MMP13 expression is enhanced by the combination of ING2 with either HDAC1 or mSin3A. (a) Immunoprecipitation (IP) was performed using anti-FLAG, anti-HDAC1, or anti-mSin3A antibody for confirming a previously reported physical association between ING2, HDAC1 and mSin3A. Cell lysate was prepared from 293 cells, to which FLAG-ING2 vector was transfected and incubated for 48 hr. (b) MMP13 mRNA expression was analyzed by realtime RT-PCR. The indicated amount of each vector was transfected to 293 cells using the Lipofectamine 2000 following manufacturer’s protocol. Cells were harvested at 48 hr posttransfection. MMP13 expression was normalized by β-actin mRNA transcripts.

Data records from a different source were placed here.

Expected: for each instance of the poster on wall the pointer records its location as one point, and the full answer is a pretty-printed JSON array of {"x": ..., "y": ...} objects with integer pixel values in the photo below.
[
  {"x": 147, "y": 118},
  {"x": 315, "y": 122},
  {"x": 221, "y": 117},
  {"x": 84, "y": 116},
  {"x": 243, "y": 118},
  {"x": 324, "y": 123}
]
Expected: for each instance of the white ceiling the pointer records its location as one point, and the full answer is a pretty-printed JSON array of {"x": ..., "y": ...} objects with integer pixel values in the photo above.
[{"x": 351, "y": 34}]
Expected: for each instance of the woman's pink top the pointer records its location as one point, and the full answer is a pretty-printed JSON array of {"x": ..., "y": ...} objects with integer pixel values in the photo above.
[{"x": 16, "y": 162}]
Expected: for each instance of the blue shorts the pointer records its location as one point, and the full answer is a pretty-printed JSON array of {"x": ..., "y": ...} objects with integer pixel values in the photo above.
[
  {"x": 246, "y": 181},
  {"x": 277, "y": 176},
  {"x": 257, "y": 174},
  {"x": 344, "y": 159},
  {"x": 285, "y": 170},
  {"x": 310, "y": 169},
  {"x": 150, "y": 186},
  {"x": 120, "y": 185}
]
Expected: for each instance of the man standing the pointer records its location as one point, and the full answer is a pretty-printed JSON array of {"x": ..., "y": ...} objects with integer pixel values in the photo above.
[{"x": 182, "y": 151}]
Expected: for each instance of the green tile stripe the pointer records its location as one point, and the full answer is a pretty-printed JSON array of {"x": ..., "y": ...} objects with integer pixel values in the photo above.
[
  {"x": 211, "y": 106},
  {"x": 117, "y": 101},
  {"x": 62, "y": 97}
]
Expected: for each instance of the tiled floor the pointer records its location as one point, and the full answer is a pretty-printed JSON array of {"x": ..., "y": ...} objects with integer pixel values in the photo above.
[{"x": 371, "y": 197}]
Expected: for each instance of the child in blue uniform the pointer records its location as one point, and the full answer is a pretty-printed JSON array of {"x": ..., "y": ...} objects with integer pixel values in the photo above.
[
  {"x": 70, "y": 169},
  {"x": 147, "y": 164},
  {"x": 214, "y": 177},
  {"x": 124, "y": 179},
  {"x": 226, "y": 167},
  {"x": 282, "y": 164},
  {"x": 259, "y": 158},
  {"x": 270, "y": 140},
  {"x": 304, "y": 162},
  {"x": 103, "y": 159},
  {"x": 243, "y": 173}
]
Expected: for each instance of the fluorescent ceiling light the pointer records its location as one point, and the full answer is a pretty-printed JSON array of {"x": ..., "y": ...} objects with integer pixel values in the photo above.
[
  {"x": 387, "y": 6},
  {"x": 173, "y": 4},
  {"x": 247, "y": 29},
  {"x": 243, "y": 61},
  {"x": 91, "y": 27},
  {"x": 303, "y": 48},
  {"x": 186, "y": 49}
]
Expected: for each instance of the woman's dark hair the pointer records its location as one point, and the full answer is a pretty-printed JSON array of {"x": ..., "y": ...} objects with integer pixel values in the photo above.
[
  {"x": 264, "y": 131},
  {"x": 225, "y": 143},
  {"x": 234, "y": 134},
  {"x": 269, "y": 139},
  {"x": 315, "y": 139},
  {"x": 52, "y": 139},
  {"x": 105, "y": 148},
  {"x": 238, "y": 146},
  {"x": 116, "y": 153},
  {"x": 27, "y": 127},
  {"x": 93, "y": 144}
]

Columns, average of 3 independent experiments; Bars, SD.

Figure 6

MMP13 expression is correlated with ING2 expression. Both ING2 and MMP13 mRNA levels in colon cancer tissue were determined by realtime RT-PCR. The colon cancer samples were same with Figure 1b. Both ING2 and MMP13 expression were normalized by β-actin mRNA transcripts. Pearson’s correlation analysis was performed.

Figure 7

MMP13 expression is associated with tumor invasion. Using the HCT116 cells infected with adenoviral constructs expression either GFP or ING2 described in Figure 3, a cell invasion assay was performed using a 24-well BD BioCoat Tumor Invasion System as described in Material and Methods. Statistical analysis was performed by Student’s t-test. Columns, average of 3 independent experiments; Bars, SD.